イントロダクション
『北辰斜にさすところ』は、戦禍による永遠の決別を挟みながらも、旧制高校で学んだ学友たちの在りし日と現在の姿が交互に描かれる骨太な群像ドラマである。50余年の歳月を経て、旧制高校生たちの奔放な青春の躍動がスクリーンに甦る!!
監督は、『ハチ公物語』(87)、『遠き落日』(92)、『大河の一滴』(01)、『草の乱』(04)などで知られるベテラン神山征二郎。本作は記念すべき監督作25本目となるが、そのうちの13本が戦争に関係する題材という筋金入りの反戦派監督である。
主役である上田勝弥を演じるのは、自身も中国への出征経験を持つ三國連太郎。彼が所属した部隊の総数は千数百人だったが、前線から再び祖国の土を踏めたのは数十人だったという。いまや名実ともに日本を代表する名優が、亡き友への深い思いを込めて熱演する。
ストーリー
昭和11年に旧制第七高等学校造士館(現:鹿児島大学)へ入学した上田勝弥(三國連太郎)は、人生の晩節を迎えていた。七高では、破天荒な先輩、草野正吾(緒形直人)と出会い、また野球部のエースとして鳴らした勝弥は九州帝国大学に進んで医学を学び、戦時中は軍医として南方戦線に従軍した。戦後は東京郊外で開業医を務めていたが、今では息子の勝弘(林 隆三)に代を譲り、高校生の孫・勝男(林 征生)が甲子園に出場するのを楽しみにしている悠々自適の身だった。そんな勝弥だが、七高同窓会への出席は常に拒んでいた。

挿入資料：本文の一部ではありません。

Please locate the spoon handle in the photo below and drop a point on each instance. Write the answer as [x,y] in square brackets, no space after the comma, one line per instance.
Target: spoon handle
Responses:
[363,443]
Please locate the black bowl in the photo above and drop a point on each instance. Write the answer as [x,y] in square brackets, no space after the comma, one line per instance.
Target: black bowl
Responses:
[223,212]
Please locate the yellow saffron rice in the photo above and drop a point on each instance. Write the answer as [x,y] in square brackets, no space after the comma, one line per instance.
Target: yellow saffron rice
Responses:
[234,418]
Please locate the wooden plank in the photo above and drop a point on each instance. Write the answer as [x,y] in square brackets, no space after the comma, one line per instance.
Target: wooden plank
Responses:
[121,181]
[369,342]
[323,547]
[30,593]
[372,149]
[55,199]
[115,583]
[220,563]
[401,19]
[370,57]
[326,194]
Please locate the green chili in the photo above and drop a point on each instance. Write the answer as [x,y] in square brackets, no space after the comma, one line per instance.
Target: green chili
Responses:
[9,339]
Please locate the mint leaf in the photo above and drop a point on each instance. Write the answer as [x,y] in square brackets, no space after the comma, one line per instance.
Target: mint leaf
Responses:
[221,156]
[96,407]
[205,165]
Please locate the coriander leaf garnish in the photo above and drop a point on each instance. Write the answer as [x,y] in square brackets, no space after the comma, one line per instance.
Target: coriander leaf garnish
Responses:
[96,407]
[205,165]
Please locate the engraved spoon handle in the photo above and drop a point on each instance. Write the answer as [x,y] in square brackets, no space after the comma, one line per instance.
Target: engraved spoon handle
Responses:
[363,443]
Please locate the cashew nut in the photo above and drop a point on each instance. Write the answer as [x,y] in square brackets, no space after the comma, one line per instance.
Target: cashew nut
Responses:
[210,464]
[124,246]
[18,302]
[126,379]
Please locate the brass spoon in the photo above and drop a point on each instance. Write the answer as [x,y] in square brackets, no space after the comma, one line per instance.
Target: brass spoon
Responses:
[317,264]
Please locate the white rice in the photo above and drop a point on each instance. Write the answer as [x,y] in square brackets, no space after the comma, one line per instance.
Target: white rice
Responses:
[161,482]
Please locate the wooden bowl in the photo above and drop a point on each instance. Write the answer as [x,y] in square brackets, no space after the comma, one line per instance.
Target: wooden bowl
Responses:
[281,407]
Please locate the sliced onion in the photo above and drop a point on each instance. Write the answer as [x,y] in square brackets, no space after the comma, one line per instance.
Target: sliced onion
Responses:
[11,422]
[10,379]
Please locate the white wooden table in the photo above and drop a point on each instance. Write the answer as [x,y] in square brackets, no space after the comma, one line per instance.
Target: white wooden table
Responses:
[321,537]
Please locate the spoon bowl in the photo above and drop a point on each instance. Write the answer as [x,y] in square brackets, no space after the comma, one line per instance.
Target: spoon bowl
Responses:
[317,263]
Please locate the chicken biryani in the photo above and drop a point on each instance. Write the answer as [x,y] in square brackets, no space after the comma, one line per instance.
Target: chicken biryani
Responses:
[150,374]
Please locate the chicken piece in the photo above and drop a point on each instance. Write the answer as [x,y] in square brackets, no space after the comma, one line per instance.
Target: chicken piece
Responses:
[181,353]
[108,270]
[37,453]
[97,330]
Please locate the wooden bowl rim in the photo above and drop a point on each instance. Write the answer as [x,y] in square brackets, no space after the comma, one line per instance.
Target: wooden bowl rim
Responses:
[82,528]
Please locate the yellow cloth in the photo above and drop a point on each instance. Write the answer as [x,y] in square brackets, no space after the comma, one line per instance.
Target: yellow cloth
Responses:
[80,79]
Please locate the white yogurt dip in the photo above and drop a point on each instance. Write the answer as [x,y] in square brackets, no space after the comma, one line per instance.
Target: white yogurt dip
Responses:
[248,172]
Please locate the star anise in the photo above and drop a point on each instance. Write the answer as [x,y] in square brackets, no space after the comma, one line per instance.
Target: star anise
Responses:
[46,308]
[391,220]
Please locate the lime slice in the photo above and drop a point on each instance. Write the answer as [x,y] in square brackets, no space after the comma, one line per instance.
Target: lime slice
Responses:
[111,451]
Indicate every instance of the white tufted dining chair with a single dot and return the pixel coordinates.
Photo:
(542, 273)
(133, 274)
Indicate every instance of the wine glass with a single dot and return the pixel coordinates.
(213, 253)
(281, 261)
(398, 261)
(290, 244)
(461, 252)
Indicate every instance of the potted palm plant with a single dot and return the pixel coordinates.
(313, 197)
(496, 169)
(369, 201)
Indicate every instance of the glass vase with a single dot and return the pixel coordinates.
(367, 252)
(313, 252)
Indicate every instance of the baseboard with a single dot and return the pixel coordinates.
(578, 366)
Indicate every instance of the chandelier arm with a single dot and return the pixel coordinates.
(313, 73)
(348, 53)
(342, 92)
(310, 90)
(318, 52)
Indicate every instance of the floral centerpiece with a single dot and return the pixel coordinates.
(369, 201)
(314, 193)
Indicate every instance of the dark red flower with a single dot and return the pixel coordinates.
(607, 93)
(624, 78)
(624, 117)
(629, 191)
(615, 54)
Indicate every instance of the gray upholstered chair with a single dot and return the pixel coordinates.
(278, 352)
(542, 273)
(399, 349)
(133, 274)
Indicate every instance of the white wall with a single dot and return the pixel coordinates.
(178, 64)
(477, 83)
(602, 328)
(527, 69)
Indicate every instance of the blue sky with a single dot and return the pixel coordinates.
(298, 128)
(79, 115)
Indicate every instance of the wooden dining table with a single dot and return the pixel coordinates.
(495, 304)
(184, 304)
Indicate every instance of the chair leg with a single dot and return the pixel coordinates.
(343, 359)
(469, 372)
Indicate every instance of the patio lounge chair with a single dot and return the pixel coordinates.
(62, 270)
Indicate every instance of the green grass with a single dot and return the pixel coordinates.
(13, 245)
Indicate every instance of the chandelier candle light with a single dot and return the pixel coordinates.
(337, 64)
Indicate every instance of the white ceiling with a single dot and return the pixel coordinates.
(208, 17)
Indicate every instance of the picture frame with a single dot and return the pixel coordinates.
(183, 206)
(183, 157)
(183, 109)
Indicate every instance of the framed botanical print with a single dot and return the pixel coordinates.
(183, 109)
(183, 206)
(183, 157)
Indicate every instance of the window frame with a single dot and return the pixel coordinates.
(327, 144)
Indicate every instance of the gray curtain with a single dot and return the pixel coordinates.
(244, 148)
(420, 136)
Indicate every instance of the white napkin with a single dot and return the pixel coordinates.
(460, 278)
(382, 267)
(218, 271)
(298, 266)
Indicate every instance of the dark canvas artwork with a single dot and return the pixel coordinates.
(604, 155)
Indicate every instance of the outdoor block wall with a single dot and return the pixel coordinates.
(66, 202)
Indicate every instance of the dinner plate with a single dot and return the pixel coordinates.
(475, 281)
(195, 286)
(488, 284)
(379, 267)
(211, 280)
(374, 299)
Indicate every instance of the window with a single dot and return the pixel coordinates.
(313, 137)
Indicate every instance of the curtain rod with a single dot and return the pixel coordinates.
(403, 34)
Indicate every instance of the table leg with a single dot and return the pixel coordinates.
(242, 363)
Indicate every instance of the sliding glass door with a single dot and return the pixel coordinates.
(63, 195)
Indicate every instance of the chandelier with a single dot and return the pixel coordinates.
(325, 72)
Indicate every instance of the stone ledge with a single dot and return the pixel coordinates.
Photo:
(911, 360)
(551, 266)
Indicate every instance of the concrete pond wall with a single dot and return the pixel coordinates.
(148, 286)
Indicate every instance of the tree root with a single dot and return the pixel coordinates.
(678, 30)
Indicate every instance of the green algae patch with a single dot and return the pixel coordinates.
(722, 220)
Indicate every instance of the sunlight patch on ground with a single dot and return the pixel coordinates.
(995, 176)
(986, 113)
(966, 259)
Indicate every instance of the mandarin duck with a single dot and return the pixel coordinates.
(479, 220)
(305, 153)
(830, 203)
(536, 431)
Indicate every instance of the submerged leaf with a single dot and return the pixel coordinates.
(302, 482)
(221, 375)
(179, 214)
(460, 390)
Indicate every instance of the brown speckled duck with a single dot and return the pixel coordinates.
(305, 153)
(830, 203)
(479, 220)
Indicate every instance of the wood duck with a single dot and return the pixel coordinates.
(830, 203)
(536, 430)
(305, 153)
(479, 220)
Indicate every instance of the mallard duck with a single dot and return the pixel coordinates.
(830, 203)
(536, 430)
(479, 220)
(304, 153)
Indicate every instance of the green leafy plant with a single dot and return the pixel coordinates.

一方、来年は七高野球部創部百年を記念して、因縁の五高(現:熊本大学)との記念試合が行われる予定となっていた。しかし、その連絡にも「すまんが欠席させてもらう。皆さんによろしく」と答える勝弥。実行委員会の幹事たちは、その言葉が納得できない。
戦後60年、七高で青春の日々を過ごした鹿児島にも、生まれ故郷である熊本の人吉にも足を向けようとしない勝弥。そこには、戦場での悔恨と慙愧という深く重い理由があった――。
(2007年、日本、上映時間:111分)
キャスト&スタッフ
監督・脚本・製作:神山征二郎
出演:三國連太郎、緒方直人、林 隆三、佐々木愛、神山 繁、北村和夫、鈴木瑞穂、犬塚 弘、土屋嘉男、河原崎健三、永島敏行、坂上二郎ほか
ギャラリー
公開表記
配給:東京テアトル
2007年12月22日よりシネマスクエアとうきゅう他、全国順次公開
(オフィシャル素材提供)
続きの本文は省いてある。